Une histoire enracinée dans le temps
Depuis plus d’un siècle, le fromager trônait sur un terrain municipal, bien avant la construction du lotissement Oxygène. Ses racines puissantes s’étaient progressivement étendues, soulevant la chaussée, menaçant les réseaux d’eau et d’électricité, et causant des dégâts jusque dans certains logements voisins. Ces problèmes ont poussé la municipalité à agir : le 22 mars 2024, un arrêté d’abattage a été pris, déclenchant une bataille juridique et citoyenne.

Un arbre remarquable et controversé
Classé « remarquable » par le Conseil d’architecture, d’urbanisme et de l’environnement de Martinique, le fromager était bien plus qu’un simple arbre pour les habitants. Il abritait une faune variée et représentait un refuge écologique précieux. Face à la décision d’abattage, un collectif de riverains s’est formé pour défendre ce géant. Ils proposaient des alternatives, comme le rabotage des racines ou la réparation ciblée des infrastructures endommagées, refusant de voir disparaître ce symbole local.
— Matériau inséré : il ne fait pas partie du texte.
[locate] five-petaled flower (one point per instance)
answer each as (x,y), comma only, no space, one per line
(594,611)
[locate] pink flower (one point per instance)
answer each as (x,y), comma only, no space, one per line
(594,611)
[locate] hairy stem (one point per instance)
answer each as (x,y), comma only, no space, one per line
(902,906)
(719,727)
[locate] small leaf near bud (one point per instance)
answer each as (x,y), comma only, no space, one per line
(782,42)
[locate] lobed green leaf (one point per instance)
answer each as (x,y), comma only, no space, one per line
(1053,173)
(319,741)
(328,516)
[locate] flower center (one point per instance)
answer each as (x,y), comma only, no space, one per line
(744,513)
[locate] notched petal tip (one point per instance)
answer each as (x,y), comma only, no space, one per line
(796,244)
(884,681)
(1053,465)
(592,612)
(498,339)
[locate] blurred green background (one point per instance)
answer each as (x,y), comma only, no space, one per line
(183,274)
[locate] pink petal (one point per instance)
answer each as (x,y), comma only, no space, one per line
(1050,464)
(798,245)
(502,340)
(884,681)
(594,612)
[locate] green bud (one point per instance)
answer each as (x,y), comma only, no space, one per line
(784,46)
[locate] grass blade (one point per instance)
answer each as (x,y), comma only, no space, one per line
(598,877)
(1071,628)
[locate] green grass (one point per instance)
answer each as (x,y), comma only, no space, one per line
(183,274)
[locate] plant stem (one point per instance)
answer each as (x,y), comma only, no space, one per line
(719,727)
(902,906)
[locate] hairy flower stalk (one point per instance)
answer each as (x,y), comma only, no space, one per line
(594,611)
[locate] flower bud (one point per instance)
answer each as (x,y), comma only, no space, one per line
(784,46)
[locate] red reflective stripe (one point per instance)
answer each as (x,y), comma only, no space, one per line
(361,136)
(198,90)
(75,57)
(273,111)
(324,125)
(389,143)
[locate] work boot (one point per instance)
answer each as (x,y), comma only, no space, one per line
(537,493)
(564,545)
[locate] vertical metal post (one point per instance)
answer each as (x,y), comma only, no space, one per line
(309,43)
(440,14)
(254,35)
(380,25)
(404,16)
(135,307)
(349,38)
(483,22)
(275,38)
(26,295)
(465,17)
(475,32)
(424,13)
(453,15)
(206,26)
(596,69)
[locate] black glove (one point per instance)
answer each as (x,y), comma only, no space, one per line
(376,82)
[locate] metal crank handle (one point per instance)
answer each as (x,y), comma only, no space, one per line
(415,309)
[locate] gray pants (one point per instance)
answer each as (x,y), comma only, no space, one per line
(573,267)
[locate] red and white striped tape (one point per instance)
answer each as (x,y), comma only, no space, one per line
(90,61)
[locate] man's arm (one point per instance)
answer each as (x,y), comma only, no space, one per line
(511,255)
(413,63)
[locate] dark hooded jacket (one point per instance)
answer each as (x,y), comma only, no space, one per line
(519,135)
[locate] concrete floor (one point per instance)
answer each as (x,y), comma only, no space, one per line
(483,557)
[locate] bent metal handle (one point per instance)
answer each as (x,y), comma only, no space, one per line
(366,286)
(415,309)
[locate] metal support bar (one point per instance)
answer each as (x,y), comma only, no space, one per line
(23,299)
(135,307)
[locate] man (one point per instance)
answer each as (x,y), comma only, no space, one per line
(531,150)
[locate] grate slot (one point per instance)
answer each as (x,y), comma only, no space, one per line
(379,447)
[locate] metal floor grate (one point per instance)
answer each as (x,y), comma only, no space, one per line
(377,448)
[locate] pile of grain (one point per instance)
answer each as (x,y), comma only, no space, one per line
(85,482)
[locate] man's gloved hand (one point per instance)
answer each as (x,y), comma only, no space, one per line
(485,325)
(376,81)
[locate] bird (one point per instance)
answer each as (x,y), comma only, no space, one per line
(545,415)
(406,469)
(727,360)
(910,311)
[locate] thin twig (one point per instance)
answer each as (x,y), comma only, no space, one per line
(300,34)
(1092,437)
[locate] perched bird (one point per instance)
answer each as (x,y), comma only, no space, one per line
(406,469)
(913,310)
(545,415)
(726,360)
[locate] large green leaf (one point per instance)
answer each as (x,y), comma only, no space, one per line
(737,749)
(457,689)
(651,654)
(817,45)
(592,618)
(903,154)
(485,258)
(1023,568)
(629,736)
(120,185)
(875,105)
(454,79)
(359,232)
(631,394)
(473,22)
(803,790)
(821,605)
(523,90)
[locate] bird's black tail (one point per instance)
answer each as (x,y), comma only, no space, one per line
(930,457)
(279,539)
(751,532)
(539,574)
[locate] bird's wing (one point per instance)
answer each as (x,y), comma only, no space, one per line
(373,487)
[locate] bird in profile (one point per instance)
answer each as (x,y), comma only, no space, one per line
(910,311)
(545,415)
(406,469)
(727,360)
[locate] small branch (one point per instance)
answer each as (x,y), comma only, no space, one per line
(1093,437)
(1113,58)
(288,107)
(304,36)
Les affrontements juridiques
La polémique s’est intensifiée, alimentée par des mobilisations et des réunions houleuses. Une première décision d’abattage a été annulée par le tribunal administratif pour non-conformité, mais une seconde procédure, plus solide, a finalement donné raison à la municipalité. L’opération d’abattage a débuté le lundi 18 novembre 2024, mettant fin à une année de débats et d’espoirs pour les défenseurs de l’arbre.

Une fin qui divise
Branche après branche, le fromager a été abattu par une entreprise spécialisée. Pour la mairie, cette décision était nécessaire pour garantir la sécurité des infrastructures et des habitants. Le coût estimé des réparations alternatives, de 59 000 euros, était jugé trop lourd pour le budget municipal. Pour certains riverains, c’était un soulagement : ils voyaient enfin une solution aux nuisances causées par les racines. Pour d’autres, comme Michèle Bonnet, une résidente du lotissement, c’était une immense tristesse. « C’est un arbre exceptionnel du point de vue de la biodiversité », a-t-elle déclaré, déplorant qu’aucune autre solution n’ait été retenue.

Héritage d’un géant
Le fromager des Anses-d’Arlet ne fait plus partie du paysage, mais son histoire restera gravée dans la mémoire collective. Il symbolise les défis de la coexistence entre nature et urbanisation, entre patrimoine et modernité. Pour les habitants, son absence laissera un vide, à la fois physique et émotionnel, mais aussi une réflexion sur la manière dont nous choisissons de préserver ou de sacrifier les témoins de notre histoire commune.